The Cheyenne River, Rosebud and Oglala Sioux tribal chairmen all wrote letters protesting Trump’s visit, citing public health concerns and the continued indifference toward Lakota treaty rights. In separate statements, Frazier and Julian Running Bear, the president of the Oglala Sioux Tribe, demanded the return of the Black Hills. They also called for the removal of Mount Rushmore itself, which Frazier described as a “brand on our flesh (that) needs to be removed,” adding, “I am willing to do it free of charge to the United States, by myself if I must.”
But history moves on. In November, Trump lost his bid for re-election; the Rapid City Council voted to return 1,200 acres in the Black Hills to the Oceti Sakowin; and in Rapid City, Lakota activists set up Camp Mni Luzahan to house Native people living on the streets so that they don’t die of exposure during the harsh winter months.
But the pipeline protests have also sharpened disputes between tribes and the state. South Dakota lawmakers feared another massive protest like Standing Rock in 2016. So the Legislature criminalized pipeline-related protests ahead of the construction of the Keystone XL pipeline. Noem introduced a controversial “riot boosting” law, which would have created civil and criminal penalties for individuals who supported any “incitement to riot,” claiming it was necessary to address problems caused by “out-of-state rioters funded by out-of-state interests.”
This was the battle Tilsen found himself in. He testified against the law at the state Capitol and was a named plaintiff in the ACLU lawsuit that successfully challenged its constitutionality. “We helped water down the current riot boosting law, to make it as weak as possible,” Tilsen explained. He saw it as a win for free speech and treaty rights, as well as the right to legally protest Keystone XL. “It’s a reminder,” Tilsen said, “as Indigenous people, we’re fighting for justice not just for ourselves but also on behalf of millions of Americans.” In March 2020, Noem signed a revised version of the law.
IT WAS AT MOUNT RUSHMORE in the early 1870s that Black Elk, the Oglala holy man, had a vision of He Sapa: “From the mountains flashed all colors upwards to the heavens.” He was at the center of the world atop Tunkasila Sakpe, the Six Grandfathers. The mountain would be named for Black Elk’s vision that day. He saw a great hoop made up of many hoops of a people united. In the center grew a flowering tree, he recalled, “and I saw that it was holy.”

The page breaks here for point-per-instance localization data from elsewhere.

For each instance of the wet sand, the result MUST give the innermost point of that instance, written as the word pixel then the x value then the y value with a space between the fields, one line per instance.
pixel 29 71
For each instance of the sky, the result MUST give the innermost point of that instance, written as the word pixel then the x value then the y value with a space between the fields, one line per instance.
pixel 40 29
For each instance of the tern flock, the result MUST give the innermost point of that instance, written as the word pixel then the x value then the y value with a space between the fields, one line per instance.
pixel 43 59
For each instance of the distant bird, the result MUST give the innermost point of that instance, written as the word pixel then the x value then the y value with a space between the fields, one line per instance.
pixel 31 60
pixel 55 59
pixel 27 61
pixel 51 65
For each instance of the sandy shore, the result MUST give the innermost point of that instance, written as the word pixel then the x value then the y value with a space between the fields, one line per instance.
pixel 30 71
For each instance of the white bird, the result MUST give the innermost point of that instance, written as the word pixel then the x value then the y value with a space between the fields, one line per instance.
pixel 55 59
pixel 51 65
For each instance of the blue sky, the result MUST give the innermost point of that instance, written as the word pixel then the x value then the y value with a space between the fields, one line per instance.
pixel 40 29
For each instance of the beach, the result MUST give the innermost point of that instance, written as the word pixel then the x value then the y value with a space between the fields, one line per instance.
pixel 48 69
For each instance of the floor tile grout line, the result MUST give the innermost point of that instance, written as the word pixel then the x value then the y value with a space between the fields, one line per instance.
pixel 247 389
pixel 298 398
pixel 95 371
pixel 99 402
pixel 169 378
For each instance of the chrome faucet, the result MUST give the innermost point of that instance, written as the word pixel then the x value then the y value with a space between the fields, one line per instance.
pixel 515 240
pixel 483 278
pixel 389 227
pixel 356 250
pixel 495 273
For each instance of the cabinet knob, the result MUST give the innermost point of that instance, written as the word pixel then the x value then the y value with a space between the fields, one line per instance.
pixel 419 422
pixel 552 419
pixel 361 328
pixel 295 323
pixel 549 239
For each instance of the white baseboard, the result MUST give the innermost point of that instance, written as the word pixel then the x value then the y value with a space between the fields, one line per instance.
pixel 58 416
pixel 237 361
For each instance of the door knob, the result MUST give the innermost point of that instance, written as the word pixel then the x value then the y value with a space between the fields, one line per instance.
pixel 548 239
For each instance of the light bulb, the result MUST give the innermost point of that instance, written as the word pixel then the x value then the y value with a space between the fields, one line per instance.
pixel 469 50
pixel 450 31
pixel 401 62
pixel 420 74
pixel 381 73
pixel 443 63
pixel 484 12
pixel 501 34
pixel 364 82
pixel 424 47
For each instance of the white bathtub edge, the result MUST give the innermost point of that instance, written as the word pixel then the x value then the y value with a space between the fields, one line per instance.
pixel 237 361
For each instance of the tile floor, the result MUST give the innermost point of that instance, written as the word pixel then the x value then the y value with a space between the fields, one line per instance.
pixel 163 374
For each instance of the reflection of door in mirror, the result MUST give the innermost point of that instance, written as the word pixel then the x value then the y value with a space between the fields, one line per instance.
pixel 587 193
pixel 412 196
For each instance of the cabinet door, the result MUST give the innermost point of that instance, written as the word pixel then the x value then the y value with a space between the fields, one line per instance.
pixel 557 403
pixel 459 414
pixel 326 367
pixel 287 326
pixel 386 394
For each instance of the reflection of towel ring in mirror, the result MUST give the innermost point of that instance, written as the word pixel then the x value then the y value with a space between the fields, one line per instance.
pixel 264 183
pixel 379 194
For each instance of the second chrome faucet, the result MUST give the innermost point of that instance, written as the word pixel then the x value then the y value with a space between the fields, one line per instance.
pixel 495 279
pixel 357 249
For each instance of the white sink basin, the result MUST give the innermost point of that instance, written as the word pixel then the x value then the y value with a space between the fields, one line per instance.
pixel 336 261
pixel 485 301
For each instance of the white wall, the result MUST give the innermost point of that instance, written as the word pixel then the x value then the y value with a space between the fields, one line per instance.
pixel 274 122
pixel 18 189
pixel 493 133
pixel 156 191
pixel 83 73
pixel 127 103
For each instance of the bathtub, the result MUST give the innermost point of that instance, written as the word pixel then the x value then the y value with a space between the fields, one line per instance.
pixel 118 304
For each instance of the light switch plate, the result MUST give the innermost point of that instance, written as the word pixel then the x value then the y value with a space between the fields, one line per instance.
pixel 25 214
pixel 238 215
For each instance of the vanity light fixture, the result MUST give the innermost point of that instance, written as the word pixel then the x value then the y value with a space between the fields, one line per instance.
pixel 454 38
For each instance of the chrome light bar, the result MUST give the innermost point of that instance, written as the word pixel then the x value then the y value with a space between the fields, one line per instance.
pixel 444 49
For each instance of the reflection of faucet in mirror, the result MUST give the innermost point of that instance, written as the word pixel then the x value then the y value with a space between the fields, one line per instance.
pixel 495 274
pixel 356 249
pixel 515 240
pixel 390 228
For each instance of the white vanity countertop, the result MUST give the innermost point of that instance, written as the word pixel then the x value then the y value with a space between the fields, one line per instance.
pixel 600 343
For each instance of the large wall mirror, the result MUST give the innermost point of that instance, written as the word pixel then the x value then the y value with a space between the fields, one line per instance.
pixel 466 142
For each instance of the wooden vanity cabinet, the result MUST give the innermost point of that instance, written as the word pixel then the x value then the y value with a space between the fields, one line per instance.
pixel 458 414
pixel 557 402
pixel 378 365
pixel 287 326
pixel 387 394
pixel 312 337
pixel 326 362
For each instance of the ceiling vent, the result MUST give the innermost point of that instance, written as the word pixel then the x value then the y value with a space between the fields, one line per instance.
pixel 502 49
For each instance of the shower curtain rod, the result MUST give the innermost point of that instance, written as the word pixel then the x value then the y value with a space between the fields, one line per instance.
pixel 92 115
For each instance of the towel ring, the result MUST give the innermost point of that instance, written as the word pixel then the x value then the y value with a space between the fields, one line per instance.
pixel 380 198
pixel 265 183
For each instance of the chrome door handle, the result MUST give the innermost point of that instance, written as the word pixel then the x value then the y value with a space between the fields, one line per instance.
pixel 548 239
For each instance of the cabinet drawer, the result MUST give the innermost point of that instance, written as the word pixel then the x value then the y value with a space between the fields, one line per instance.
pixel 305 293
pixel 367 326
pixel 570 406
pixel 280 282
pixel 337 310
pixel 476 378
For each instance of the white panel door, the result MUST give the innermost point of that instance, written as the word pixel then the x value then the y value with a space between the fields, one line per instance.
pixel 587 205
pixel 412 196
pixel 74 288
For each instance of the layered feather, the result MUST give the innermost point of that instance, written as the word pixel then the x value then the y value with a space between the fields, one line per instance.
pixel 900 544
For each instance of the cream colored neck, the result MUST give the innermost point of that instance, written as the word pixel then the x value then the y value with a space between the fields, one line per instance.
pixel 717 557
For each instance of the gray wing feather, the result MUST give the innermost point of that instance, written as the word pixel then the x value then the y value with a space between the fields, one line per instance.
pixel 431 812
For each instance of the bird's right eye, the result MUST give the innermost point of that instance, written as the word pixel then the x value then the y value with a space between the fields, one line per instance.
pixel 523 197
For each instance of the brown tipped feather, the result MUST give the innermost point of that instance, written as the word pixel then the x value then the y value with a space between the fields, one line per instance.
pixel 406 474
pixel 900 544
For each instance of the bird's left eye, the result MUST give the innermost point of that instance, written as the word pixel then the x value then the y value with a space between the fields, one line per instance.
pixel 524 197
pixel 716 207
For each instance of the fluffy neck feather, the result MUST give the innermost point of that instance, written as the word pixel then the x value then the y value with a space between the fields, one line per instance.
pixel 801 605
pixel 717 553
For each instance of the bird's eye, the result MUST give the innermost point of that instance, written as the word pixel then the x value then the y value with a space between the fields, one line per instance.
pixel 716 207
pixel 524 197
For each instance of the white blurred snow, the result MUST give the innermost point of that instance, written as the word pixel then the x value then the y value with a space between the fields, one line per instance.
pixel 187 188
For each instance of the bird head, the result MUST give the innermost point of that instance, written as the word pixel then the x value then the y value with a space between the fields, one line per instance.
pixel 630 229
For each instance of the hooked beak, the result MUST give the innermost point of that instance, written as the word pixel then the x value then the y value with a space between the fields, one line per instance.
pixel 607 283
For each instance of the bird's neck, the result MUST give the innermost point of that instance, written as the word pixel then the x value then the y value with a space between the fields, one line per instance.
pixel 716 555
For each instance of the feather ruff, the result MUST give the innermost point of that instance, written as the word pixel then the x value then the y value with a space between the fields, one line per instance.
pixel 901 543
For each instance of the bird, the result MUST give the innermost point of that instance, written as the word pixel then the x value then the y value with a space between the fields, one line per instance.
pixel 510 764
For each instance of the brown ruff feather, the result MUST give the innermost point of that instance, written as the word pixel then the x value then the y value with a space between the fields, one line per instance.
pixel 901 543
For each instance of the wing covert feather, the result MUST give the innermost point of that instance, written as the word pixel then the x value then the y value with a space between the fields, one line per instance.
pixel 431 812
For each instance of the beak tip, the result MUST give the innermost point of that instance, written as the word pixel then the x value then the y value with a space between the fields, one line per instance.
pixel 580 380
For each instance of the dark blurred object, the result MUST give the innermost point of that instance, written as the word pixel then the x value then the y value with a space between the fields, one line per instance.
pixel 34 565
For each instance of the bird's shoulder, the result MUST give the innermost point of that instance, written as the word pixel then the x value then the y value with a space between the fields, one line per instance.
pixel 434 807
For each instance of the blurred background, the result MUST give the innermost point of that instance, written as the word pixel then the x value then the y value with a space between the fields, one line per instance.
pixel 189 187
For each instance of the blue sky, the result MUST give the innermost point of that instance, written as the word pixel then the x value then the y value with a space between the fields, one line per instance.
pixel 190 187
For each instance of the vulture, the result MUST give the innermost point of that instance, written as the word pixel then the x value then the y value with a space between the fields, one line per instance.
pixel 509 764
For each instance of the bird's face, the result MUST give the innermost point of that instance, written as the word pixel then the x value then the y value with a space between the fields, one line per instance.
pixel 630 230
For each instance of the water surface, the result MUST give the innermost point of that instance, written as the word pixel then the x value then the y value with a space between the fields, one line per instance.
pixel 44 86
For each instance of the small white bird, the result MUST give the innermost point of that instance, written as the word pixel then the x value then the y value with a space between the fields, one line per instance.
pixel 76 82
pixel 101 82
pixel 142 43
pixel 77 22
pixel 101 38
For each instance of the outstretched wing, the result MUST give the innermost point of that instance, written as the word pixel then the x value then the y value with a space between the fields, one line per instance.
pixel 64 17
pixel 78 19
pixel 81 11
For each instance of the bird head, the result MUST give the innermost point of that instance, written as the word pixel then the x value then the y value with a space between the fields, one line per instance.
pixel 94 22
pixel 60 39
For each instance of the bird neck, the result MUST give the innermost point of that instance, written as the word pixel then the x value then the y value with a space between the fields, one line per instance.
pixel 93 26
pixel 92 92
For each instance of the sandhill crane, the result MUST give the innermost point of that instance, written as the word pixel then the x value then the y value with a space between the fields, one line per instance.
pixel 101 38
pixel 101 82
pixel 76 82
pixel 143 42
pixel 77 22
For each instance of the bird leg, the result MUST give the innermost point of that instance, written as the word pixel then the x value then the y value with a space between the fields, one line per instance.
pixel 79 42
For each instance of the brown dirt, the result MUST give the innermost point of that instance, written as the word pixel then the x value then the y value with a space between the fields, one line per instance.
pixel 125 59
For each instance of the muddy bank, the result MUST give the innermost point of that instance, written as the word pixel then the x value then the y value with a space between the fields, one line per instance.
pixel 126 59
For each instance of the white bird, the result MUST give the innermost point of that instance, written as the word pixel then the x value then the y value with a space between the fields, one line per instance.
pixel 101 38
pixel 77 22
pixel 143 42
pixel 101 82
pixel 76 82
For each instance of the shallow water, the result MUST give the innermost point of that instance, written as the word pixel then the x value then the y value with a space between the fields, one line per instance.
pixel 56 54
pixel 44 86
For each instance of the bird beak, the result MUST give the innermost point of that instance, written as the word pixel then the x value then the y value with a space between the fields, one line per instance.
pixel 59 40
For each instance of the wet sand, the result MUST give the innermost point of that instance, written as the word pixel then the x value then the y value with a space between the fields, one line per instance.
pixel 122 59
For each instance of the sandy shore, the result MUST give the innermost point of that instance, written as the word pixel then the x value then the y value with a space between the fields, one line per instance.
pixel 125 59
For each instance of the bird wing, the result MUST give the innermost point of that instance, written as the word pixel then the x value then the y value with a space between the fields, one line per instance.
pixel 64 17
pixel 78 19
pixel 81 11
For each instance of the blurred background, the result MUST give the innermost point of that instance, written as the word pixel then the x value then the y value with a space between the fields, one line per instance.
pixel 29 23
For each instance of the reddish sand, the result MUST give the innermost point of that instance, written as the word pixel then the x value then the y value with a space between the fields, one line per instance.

In August, a magistrate judge ruled that there was evidence for the trial to move forward. Tilsen hopes his case and the LandBack campaign will have a similar catalyzing effect, not only for the land-return movement but for the restored dignity of his people. “It was powerful,” Tilsen said, remembering that day. “There was between 100 and 200 of us. It must have felt like there were thousands of us, because you could feel that spiritual power from the hills. The ancestors were waiting for us to go up there.”